【完結】捨てられた男爵令嬢は騎士を目指す2〜従騎士になったら王子殿下がめちゃくちゃ甘いんですが?

「アクア、王宮へ急ごう! 君も……速く走れる?」
「ブヒン」
「ピュッ」

アクアだけじゃなくて仔馬にも問いかけると、2頭ともいいお返事。よし、と頷いたわたしは、自分の身に着けたペンダントを仔馬の首にかけてからこう言った。

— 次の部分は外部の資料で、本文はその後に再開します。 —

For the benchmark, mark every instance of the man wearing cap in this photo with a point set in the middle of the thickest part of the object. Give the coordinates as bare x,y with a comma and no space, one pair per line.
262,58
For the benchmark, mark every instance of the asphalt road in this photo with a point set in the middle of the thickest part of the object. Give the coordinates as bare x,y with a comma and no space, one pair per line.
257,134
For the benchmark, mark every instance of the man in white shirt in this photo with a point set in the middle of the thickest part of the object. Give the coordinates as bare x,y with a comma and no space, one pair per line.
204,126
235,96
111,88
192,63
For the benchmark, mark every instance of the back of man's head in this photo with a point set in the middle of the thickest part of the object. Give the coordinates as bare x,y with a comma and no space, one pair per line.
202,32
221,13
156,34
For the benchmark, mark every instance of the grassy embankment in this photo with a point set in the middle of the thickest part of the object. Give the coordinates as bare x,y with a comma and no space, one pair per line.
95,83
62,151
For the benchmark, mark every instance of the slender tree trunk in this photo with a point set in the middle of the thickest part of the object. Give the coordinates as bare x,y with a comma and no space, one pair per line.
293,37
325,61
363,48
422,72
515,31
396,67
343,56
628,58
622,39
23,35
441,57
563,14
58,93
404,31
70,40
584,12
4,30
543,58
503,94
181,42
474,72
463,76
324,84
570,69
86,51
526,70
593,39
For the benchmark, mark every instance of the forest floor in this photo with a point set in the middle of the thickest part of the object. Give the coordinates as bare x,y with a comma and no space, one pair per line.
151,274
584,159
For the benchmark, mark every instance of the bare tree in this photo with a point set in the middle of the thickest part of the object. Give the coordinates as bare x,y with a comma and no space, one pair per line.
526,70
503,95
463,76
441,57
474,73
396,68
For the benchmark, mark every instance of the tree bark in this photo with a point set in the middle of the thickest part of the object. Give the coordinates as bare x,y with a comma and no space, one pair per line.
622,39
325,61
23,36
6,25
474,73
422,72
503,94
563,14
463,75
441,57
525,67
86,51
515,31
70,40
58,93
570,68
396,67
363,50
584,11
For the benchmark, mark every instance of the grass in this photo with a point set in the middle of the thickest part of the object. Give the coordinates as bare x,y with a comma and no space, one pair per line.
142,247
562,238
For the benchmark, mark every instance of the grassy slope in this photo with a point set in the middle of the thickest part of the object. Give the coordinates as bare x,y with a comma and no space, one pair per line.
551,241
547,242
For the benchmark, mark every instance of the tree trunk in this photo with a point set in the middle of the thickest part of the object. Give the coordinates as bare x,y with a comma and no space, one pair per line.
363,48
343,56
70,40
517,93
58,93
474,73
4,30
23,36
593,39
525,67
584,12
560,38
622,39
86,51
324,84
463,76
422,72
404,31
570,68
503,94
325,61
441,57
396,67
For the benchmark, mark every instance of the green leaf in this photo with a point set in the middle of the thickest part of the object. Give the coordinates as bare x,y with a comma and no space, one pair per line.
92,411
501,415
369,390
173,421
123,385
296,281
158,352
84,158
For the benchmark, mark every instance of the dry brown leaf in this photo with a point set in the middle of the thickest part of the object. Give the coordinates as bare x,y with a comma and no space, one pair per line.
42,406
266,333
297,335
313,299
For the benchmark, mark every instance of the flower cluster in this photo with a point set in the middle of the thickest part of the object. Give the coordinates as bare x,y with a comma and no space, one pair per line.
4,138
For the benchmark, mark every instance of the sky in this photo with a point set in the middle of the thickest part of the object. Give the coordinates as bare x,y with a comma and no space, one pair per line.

「よし、じゃあ誰が一番速くお城に着くか駆けっこしよう!」
「ビヒッ」
「キュ」

どうやら仔馬もアクアの子どもらしく、勝ち気な性格を受け継いでいる様子。わたしが競走を促すと、途端に猛ダッシュで走り出した。

「あ、待って!君、あんまり離れすぎないでね」
「ピュッ」

わかっているよ、とお返事をしてくれたものの、たぶんそのうち無我夢中になってひたすら走るだけになるだろう。アクアの仔馬時代と同じに。

アクアも言わずもがな。めちゃくちゃ速く走ってはいる……ものの、だいぶ全力疾走とは程遠いスピード。やっぱり、仔馬のやや後ろで伴走してる。子どもを護るためなんだろう。

「うん……やっぱり、名前…いるよね」

今の今まで仔馬に名前をつけなかったのは、人間の都合で幻獣の性質を決めていいかわからなかったからだ。高祖母様の騎龍であるセシルのように、パートナーならば信頼もあるし名前をつけても大した影響はない。

けれど、ユニコーンとペガサスの間の子。

かつて関わった父親のユニコーンにも、名前はなかった。
人の言の葉は言霊。霊力が宿ることもある。
名前は、とても大切だ。場合によっては大きな影響を与えかねない。
だから、今の今まで安易な気持ちではつけられなかったんだ。